AMD Ryzen Threadripper 1920X & 1950X Review
I’m going to start this article off with a simple number: five. Not only is that the number of months it has taken AMD to effectively turn the x86 processor world on its ear, but that’s also the number of distinct model families that they’ve introduced over a relatively short time. The rapid staccato of desktop market releases with Ryzen 7, Ryzen 5, Ryzen 3, the new Athlon X4’s and Bristol Ridge-based A-9000 APUs have left Intel scrambling to find answers. People who perennially root for the underdog have seen their dreams of a balanced competitive landscape come true. Now the sixth piece and literal cornerstone of AMD’s burgeoning foundation is finally being lifted into place; Ryzen Threadripper has arrived.
With Threadripper, AMD hopes to recapture at least a portion of the key high-end desktop market, a space where they haven’t been able to compete since the K8 microarchitecture back in 2003. For those keeping track at home, that was more than a decade ago, but during that time AMD hasn’t just been sitting on their laurels. Quite the opposite actually. There were promising architectures like Phenom and Bulldozer, but their actual performance metrics fell short of promises.

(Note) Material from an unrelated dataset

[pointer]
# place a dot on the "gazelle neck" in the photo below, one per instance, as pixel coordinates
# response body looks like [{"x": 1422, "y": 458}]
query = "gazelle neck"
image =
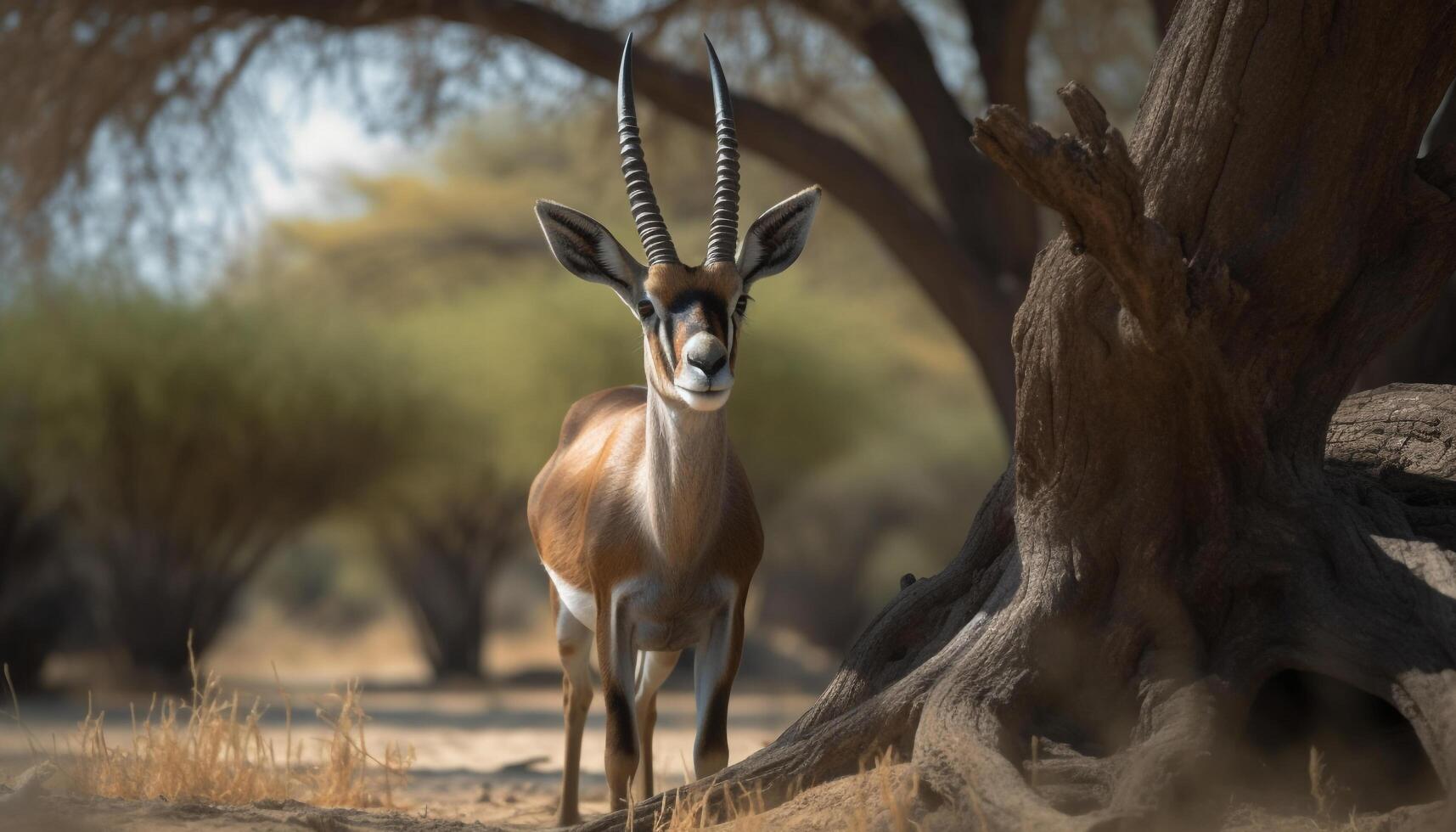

After the successes of previous Zen-based CPUs in the Ryzen lineup, there’s plenty of high hopes riding on Threadripper since its siblings are already proving their worth. But going toe-to-toe against Intel in the entry to mid-level market is one thing, stepping foot into Intel’s heavily guarded high-end desktop monopoly is something else altogether. Remember, Intel just recently staked their claim with a whole top-to-bottom lineup renewal with Skylake-X and Kaby Lake-X processors.
The opening (and surely not the last) salvo in AMD’s new HEDT barrage consists of three CPUs: the 1950X and 1920X – both of which are launching with availability today – and the 1900X that will be available sometime closer to the month’s end. We are expecting this lineup to expand both upwards and outwards as new products are launched to align better with Intel’s offerings.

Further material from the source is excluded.